「社会を変える」と「文化をつくる」の違い

 最近、特に意識して「社会を変える」と「文化をつくる」ということばを使い分けるように気をつけている。どっちも同じように思えるかもしれない。明確に違うと思う点についてまとめてみたい。

社会と文化の捉え方

 ざっくりとまとめると以下のように異なる意味を持つはずです。

  • 社会を変える:既存のものを恣意的に変えようとする意志が前面に出たことば
  • 文化をつくる:既存にない価値観を持つ一定の共有知を紡ぎ出そうとする意志が前面に出たことば

「社会を変える」に込められたニュアンス

 社会とはなにか。社会は「集団の総体」です。つまり、社会は「有機的につながった人びとのシステム」です。「社会を変える」ということばについて考えると、今あるそれぞれの個人・集団の生活システムを変えてやろうと捉えることができるのではないか。自分が生きている世界は社会的に誰かが作ってきたものだから必ずしもそれが悪いわけではない。
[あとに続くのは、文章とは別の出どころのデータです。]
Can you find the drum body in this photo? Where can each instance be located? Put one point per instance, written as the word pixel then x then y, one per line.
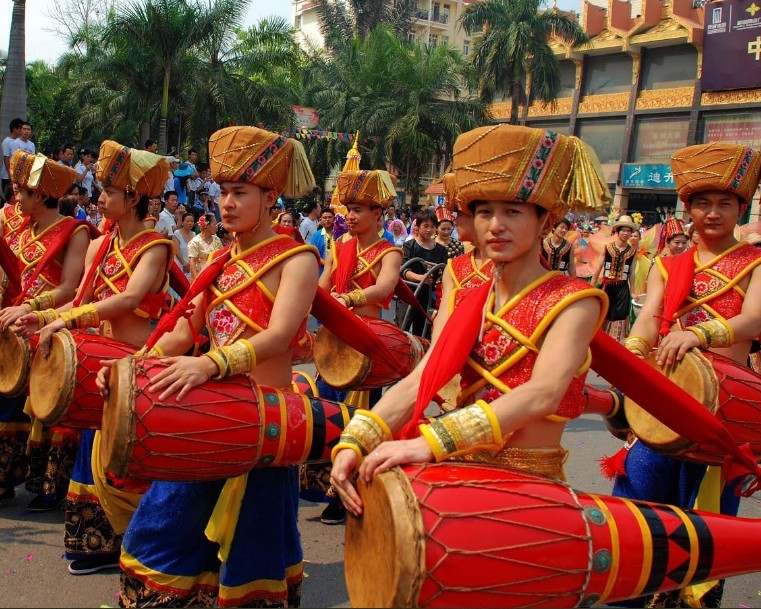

 一方で考えてしまうのは、「社会って変えてやろうとして変えることができるのか」という点だ。社会ってのはシステムのことだと言ったように、システムは自分の思いがけないところで常に蠢いて変わり続けている。だとすれば、自然と変わっているものなのに自分なりの「よい」とするものを目指しているという「固定的な」視点がどうしても浮き彫りになる表現だなと感じてしまう。

「文化をつくる」に込められたニュアンス

 社会が人びとの生活の総体を形作るシステムだとすれば、文化とはその中で身につける精神的・身体的な「振る舞い」という風に捉えることができないか。つまり、社会とは外部的なもの、文化とは内部的なものと捉えてみる。社会と文化のお互いがお互いに完全に独立しあっている存在しているわけではなく、絶えず二つは関係しながら形づくられている。

 ここで両者を意識的にわけて考えるのは、それぞれのコアとなる概念の違いを浮き彫り立たせるためだ。とすると、「社会を変える」ということばは外部にある構造を変えようとするニュアンスが強い一方で、「文化をつくる」とは内部に宿る価値規範をつくろうとするニュアンスが強いものとして考え直せる。

まとめ

「社会」と「文化」という至極当然にあると思われている抽象的な概念を定義することは難しい。二つのことばに意味が重なってしまうように、定義は意味を狭めてしまう。議論する上では概念定義はせざるを得ないが、定義すればいいというわけでもない。

 というのも、二つのことばの違いを捉えて、あえて「社会を変える」ではなく「文化をつくる」と表現する意味を探ろうとしたからだ。文化をつくるという表現に肩入れしたのは、クリエイティブでありたいというマインドを持つからかもしれない。システムを変えるよりも、それぞれの人の胸に宿る主体性を尊重したいからかもしれない。あくまでもぼく個人として意識して使い分けたいことばにしたいと考え言語化した。また改めて考えたいトピックだが今日はこの辺で。ではでは。